L’heure est à la réécriture des mythes. Au menu de Dark Skies : les extra-terrestres. Puisque l’affiche française souligne la présence de Jason Blum, producteur de Paranormal Activity et d’Insidious, il est permis de remarquer que, comme ces deux films et leurs succédanés éventuels, il s’agit avec Dark Skies plus de recyclage que de réécriture : recyclage de la « recette Poltergeist », agrémentée de colifichets plus ou moins convaincants. On est donc convaincus par une première partie tout à fait effrayante, beaucoup moins par la suite, lorsqu’il s’agit pour les artisans de ce nouveau remake dissimulé de faire preuve d’une personnalité originale.
Dans les années 1990, la série Dark Skies surfait, avec un certain succès, sur le phénomène X‑Files. Quels rapports officiels le film homonyme entretient-il avec cette courte série ? Mystère. Mais l’argument est très similaire : les extra-terrestres ont déjà débarqué sur Terre, et ils s’intéressent de près à des humains fort peu préparés à les combattre. Le traitement adopté par le film est celui, éprouvé, de la famille progressivement, individu après individu, convaincue par l’incroyable vérité. Ce fonctionnement narratif s’appuie donc sur la progression attendue du récit, où le principe de l’incompréhension sert de structure à la montée des tensions, avant de donner l’opportunité à la famille de s’unir contre l’adversité. Efficace, éprouvé donc, ce fonctionnement est celui de Poltergeist et de tous les films calqués sur l’opposition horreur/cellule familiale, celle-ci représentant dans la grande majorité des cas le dernier refuge face à l’innommable. Gentiment conservateur, ce propos est aussi efficace qu’il se révèle aujourd’hui sans enjeu réel – poser la cellule familiale comme la panacée est une vision simpliste et sans nuance. Cela a certainement fait illusion dans les décennies passées, mais il convient aujourd’hui de se poser d’autres questions, ce que refuse de faire le film. On peut noter, cependant, une intégration efficace des procédés développés dans Paranormal Activity et Insidious dans ces prémices effrayantes. C’est lorsque Dark Skies s’essaye à égratigner le vernis de la famille, à l’opposer à une société soupçonneuse et oppressante, que toute la mécanique narrative bien huilée à l’œuvre dans sa peinture de la famille se grippe : les menaces sociales (soupçons de maltraitance, ostracisme…) sont à peine effleurées, sans qu’il y soit apporté de résolution.

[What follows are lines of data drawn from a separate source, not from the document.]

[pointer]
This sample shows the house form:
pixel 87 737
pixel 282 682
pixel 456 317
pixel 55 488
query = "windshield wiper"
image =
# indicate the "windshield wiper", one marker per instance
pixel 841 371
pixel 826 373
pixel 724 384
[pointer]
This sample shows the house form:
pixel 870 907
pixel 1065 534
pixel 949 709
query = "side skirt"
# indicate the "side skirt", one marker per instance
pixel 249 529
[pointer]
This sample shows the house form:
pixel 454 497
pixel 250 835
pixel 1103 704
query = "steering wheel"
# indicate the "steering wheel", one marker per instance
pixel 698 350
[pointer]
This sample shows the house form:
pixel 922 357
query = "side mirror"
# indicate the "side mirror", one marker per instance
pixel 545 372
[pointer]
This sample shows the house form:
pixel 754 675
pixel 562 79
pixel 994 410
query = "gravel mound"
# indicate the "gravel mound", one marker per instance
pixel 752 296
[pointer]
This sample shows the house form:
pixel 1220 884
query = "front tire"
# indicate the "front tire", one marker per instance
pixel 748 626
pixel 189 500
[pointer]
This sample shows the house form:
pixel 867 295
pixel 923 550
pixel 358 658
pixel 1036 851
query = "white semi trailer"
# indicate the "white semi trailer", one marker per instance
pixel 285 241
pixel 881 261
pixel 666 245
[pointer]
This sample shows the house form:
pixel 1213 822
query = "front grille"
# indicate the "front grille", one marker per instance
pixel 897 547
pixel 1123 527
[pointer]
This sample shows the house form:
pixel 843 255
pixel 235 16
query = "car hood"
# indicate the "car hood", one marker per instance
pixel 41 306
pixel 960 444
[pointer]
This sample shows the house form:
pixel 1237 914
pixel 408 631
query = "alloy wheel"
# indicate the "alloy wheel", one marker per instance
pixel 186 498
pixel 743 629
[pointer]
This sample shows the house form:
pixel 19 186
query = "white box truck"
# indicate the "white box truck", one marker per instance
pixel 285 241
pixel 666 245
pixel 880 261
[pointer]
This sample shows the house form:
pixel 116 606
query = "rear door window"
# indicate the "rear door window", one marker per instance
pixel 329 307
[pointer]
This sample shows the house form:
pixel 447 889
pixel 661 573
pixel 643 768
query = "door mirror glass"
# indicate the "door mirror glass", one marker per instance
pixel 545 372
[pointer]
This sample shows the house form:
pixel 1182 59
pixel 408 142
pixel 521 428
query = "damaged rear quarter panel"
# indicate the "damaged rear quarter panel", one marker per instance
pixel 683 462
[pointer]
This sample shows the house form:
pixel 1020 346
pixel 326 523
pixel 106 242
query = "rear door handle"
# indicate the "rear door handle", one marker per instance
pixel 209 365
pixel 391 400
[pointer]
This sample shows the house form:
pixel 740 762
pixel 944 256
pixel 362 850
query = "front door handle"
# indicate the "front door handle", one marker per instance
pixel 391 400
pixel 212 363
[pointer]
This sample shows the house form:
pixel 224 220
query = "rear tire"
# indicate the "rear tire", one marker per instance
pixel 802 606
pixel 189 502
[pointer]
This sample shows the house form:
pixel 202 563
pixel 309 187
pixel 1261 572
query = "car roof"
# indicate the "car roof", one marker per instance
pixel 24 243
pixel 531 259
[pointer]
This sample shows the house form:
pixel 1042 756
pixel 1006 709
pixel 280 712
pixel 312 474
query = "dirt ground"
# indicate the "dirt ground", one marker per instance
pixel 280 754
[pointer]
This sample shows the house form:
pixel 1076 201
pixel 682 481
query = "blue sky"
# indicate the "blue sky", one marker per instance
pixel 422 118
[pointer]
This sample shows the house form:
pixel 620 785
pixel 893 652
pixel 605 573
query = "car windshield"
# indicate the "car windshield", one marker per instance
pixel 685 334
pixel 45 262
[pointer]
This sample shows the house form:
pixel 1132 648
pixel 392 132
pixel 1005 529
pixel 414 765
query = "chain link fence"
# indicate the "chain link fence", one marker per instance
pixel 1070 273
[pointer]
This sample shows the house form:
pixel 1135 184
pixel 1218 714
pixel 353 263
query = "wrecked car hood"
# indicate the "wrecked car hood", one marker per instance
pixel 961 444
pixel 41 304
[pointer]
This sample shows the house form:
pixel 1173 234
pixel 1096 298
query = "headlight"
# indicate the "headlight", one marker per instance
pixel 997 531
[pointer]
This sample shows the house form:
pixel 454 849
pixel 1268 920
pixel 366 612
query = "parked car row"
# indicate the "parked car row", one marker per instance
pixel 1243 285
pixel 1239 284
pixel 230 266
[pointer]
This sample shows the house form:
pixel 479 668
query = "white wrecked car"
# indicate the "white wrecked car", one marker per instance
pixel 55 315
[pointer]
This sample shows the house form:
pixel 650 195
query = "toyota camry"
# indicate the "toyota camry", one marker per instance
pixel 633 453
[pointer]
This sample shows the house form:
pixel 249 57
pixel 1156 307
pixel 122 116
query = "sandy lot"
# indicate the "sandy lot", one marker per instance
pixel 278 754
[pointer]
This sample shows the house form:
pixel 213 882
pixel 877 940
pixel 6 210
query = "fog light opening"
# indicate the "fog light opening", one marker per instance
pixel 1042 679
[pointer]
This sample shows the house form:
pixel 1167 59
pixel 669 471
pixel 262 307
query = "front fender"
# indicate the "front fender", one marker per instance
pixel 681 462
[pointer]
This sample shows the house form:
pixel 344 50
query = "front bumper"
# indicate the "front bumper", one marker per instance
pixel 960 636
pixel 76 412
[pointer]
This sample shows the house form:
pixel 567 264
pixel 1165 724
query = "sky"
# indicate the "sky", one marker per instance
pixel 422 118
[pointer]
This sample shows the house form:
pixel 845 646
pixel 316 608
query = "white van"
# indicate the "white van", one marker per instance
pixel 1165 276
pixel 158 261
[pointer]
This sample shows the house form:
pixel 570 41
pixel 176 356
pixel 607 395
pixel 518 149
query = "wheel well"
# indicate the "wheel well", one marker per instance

Mais le plus dur intervient lorsque, finalement, le voile est levé, et que les monstres entrent véritablement en jeu. Il est même très aisé de percevoir le moment où le soufflé retombe : mis en présence d’une sorte de Mulder fatigué, interprété par le savoureux J.K. Simmons, souvent « gueule » de second plan chez les Coen, les parents se voient révéler la terrible réalité – les extra-terrestres ne sont pas en train de nous envahir, en commençant par chez eux. Ils sont déjà là, et depuis longtemps – il ne s’agit pas de leur échapper, ou de faire éclater la vérité, juste de résister le plus longtemps possible, en espérant, contre toute attente, pouvoir s’en sortir le moins mal possible. Redoutable orientation narrative désespérée, cette idée fait finalement long feu, tandis que le rythme s’essouffle, et que le film se dirige vers une sorte de fantasme hypnotique rempli de lumière et de fantasmagories à peine effleurées, et qui se détache complètement de toute cohérence narrative : l’ambition du postulat de base est méthodiquement gâchée par une incapacité manifeste à exprimer les vertiges désirés, et à les intégrer dans une réalité tangible.
Pour autant, Dark Skies n’abandonne pas ses ambitions, comme en témoignent les derniers rebondissements, qui replongent dans le creuset horrifique efficace qui a vu naître l’impressionnante première partie. Savoir-faire et intelligence formelle sont donc au rendez-vous, au moins pour une part du film. Dommage que l’autre ne fasse preuve ni de talent, ni de rigueur.